The reason for this report is to suggest that the benefits of preemptive migration on current systems may in fact be greater than previously believed. This finding is contrary to ELZ, because:

Under ELZ's system model, non-preemptive migration is able to achieve near-perfect load balance; thus, the additional benefit of preemptive migration is small. But this result may not apply to systems like networks of workstations that do not fit their model. ELZ use a system model in which jobs arrive at a server farm and have no affinity for particular hosts; thus the system can maintain balance by placing arrivals at hosts with low load. In this environment, non-preemptive migration is far more effective than it can be in an environment where jobs arrive at particular hosts and migration by remote execution has significant cost.
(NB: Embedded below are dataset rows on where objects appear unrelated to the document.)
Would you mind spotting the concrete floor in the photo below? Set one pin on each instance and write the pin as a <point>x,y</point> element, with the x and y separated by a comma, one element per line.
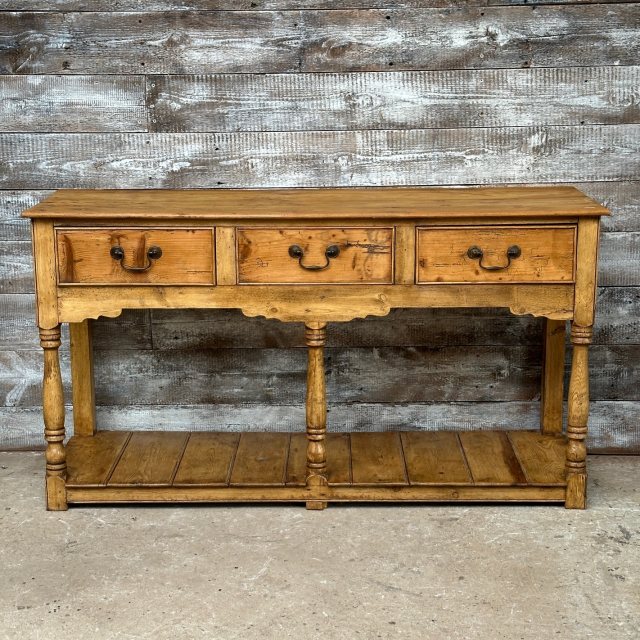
<point>410,571</point>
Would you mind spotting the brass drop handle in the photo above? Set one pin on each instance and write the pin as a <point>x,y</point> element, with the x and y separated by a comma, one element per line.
<point>154,253</point>
<point>296,252</point>
<point>476,253</point>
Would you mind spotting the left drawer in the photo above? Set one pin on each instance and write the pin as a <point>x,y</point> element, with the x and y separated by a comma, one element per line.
<point>129,255</point>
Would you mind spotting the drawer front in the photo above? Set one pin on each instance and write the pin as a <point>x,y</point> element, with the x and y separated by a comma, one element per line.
<point>495,254</point>
<point>135,256</point>
<point>315,255</point>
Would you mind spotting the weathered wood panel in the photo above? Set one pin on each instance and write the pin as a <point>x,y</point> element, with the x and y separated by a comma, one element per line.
<point>18,330</point>
<point>335,40</point>
<point>456,374</point>
<point>340,158</point>
<point>619,260</point>
<point>265,5</point>
<point>16,267</point>
<point>617,322</point>
<point>465,38</point>
<point>421,99</point>
<point>612,425</point>
<point>618,315</point>
<point>621,198</point>
<point>72,103</point>
<point>468,66</point>
<point>12,204</point>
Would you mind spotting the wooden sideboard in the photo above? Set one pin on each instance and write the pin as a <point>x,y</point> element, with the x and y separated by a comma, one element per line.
<point>316,256</point>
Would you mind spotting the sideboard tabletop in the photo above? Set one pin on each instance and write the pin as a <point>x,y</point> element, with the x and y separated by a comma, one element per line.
<point>353,203</point>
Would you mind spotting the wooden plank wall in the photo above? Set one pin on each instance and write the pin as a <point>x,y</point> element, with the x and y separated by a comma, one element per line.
<point>236,93</point>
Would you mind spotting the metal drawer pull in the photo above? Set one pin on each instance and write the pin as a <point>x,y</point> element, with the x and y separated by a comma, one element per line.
<point>476,253</point>
<point>296,252</point>
<point>154,253</point>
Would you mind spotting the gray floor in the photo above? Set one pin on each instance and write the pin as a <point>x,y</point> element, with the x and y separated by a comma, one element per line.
<point>410,571</point>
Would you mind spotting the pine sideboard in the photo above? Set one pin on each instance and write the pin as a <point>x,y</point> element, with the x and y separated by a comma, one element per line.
<point>316,256</point>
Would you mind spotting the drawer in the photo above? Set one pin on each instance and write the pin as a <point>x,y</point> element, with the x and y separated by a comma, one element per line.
<point>315,255</point>
<point>135,256</point>
<point>495,254</point>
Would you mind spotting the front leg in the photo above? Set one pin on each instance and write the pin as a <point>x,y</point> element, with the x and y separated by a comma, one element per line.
<point>53,411</point>
<point>315,337</point>
<point>576,464</point>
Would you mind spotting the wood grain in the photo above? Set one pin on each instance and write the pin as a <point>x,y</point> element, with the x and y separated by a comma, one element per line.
<point>541,457</point>
<point>434,457</point>
<point>338,446</point>
<point>207,459</point>
<point>547,254</point>
<point>72,103</point>
<point>612,428</point>
<point>261,459</point>
<point>365,255</point>
<point>321,158</point>
<point>281,206</point>
<point>294,41</point>
<point>552,384</point>
<point>188,256</point>
<point>82,379</point>
<point>92,460</point>
<point>272,5</point>
<point>377,458</point>
<point>491,458</point>
<point>393,100</point>
<point>149,459</point>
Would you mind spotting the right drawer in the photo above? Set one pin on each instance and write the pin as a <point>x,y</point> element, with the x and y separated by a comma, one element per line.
<point>491,254</point>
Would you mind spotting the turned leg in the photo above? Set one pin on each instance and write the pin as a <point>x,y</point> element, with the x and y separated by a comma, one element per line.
<point>552,376</point>
<point>53,411</point>
<point>576,463</point>
<point>315,336</point>
<point>82,387</point>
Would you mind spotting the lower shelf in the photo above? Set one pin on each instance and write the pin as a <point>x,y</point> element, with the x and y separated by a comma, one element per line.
<point>429,466</point>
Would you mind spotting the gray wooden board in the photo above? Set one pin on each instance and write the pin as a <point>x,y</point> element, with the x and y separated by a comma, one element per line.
<point>18,330</point>
<point>72,103</point>
<point>327,158</point>
<point>16,267</point>
<point>12,204</point>
<point>333,40</point>
<point>612,424</point>
<point>287,102</point>
<point>619,259</point>
<point>418,99</point>
<point>264,5</point>
<point>382,374</point>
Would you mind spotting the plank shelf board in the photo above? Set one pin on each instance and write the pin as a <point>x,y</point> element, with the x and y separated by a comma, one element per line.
<point>266,466</point>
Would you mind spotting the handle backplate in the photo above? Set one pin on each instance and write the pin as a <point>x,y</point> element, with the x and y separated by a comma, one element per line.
<point>476,253</point>
<point>153,253</point>
<point>297,252</point>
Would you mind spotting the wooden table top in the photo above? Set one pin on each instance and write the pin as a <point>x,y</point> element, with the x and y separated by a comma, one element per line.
<point>355,203</point>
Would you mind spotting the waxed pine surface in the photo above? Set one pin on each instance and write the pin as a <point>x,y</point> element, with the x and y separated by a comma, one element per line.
<point>397,93</point>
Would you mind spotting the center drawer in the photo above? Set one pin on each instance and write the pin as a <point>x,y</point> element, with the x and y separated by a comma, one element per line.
<point>135,256</point>
<point>321,255</point>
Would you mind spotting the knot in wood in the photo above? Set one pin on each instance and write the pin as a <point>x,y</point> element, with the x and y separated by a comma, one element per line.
<point>315,337</point>
<point>576,432</point>
<point>50,338</point>
<point>581,335</point>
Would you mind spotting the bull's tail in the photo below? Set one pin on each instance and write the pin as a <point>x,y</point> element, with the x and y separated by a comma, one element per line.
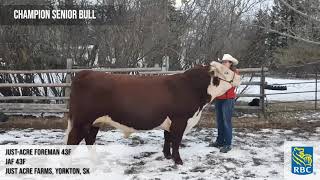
<point>65,139</point>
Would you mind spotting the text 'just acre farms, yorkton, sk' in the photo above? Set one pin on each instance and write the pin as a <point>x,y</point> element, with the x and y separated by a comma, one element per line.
<point>54,14</point>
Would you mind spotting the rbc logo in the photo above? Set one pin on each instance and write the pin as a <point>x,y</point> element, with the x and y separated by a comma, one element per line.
<point>302,160</point>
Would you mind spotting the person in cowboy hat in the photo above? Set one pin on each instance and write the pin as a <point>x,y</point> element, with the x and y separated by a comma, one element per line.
<point>224,108</point>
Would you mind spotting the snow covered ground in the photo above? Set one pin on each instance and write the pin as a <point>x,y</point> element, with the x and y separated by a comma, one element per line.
<point>290,88</point>
<point>255,155</point>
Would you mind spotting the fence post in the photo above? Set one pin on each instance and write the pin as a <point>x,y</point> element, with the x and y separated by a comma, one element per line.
<point>262,93</point>
<point>316,93</point>
<point>68,80</point>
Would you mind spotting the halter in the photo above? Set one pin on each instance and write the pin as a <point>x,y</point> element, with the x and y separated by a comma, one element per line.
<point>231,81</point>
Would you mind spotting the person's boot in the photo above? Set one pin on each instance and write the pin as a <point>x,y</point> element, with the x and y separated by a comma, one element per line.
<point>225,149</point>
<point>215,144</point>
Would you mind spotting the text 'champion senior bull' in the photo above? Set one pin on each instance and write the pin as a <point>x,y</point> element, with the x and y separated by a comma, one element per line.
<point>131,103</point>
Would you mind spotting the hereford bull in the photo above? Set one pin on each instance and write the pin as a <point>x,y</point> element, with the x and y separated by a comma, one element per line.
<point>130,103</point>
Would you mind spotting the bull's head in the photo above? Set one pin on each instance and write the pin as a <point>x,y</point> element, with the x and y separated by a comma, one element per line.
<point>222,79</point>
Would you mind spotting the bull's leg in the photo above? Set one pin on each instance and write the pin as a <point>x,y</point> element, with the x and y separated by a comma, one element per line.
<point>75,136</point>
<point>90,138</point>
<point>177,130</point>
<point>167,145</point>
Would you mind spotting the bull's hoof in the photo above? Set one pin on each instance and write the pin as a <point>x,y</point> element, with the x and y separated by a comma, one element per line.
<point>178,161</point>
<point>167,155</point>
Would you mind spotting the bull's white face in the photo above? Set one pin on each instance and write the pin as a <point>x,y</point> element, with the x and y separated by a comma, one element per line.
<point>224,73</point>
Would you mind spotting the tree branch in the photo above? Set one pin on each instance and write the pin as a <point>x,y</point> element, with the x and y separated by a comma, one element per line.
<point>288,35</point>
<point>299,12</point>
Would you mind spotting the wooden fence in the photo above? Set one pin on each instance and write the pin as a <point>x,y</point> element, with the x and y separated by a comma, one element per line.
<point>63,107</point>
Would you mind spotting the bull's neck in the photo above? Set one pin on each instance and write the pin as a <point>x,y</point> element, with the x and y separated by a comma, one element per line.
<point>199,80</point>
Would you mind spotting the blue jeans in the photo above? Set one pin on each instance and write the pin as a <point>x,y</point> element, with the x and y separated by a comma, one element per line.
<point>224,109</point>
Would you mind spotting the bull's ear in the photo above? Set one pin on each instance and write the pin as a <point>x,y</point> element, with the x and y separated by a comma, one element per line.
<point>212,68</point>
<point>215,81</point>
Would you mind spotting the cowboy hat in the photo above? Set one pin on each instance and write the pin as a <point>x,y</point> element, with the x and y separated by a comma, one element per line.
<point>228,57</point>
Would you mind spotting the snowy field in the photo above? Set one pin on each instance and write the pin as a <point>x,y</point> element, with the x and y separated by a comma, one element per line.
<point>255,155</point>
<point>290,88</point>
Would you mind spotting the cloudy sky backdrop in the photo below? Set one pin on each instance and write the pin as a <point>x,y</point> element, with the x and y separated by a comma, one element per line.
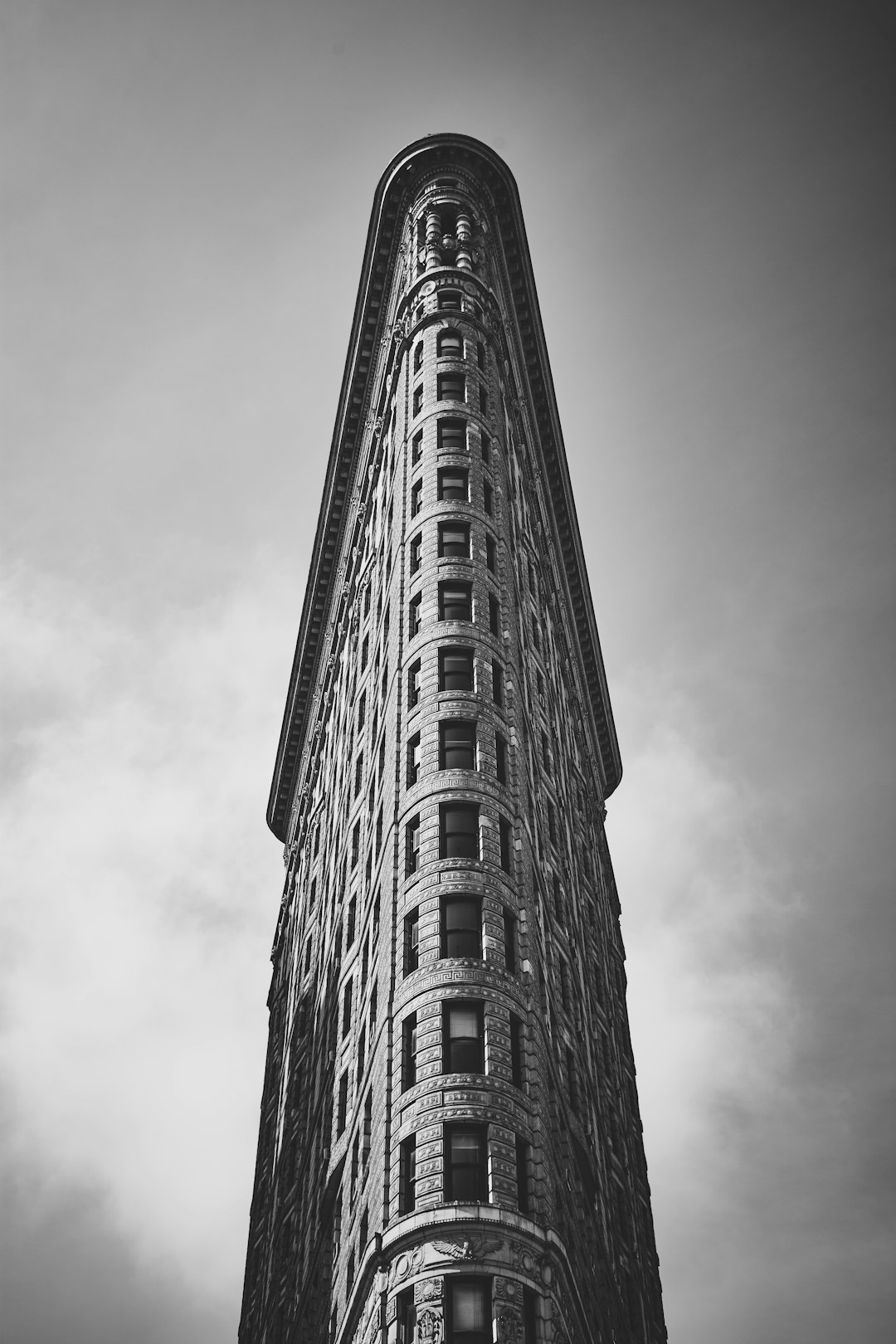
<point>709,195</point>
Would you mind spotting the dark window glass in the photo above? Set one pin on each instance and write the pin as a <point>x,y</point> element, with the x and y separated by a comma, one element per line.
<point>451,387</point>
<point>455,670</point>
<point>462,1038</point>
<point>414,684</point>
<point>412,760</point>
<point>465,1164</point>
<point>461,926</point>
<point>409,1051</point>
<point>411,941</point>
<point>407,1183</point>
<point>469,1311</point>
<point>451,437</point>
<point>453,485</point>
<point>457,745</point>
<point>455,601</point>
<point>455,539</point>
<point>460,830</point>
<point>450,343</point>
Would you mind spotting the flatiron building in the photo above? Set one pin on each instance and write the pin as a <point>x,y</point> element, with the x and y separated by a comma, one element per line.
<point>450,1147</point>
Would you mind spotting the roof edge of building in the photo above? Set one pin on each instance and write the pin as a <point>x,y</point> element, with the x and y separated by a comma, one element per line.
<point>355,392</point>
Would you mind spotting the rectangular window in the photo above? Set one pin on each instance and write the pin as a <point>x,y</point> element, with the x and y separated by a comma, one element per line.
<point>451,436</point>
<point>509,941</point>
<point>469,1311</point>
<point>455,541</point>
<point>500,758</point>
<point>411,941</point>
<point>516,1050</point>
<point>342,1110</point>
<point>453,485</point>
<point>523,1175</point>
<point>407,1181</point>
<point>412,760</point>
<point>455,670</point>
<point>455,601</point>
<point>497,682</point>
<point>414,684</point>
<point>460,830</point>
<point>409,1051</point>
<point>507,843</point>
<point>462,1038</point>
<point>465,1164</point>
<point>494,615</point>
<point>457,745</point>
<point>461,926</point>
<point>412,838</point>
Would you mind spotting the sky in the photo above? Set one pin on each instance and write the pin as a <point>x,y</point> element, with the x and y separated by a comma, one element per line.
<point>709,194</point>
ELZ use a workload description that has few short jobs (lifetimes greater than zero and less than one seconds). In [Harchol-BalterDowney96] we observed that short jobs are the primary beneficiaries of preemptive migration; thus ELZ ignore what we find to be a major benefit of preemptive migration --- its effect on the short jobs.
ELZ use a workload description that includes a majority of jobs with zero lifetime. This workload introduces artifacts that make it difficult to apply the results of their model to real systems.

In light of these observations we feel that the benefits of preemptive migration should be reexamined. Several recent systems have chosen to implement preemptive migration for purposes other than load balancing (e.g. preserving autonomy). We would urge the developers of these systems to explore the benefits of load balancing by preemptive migration.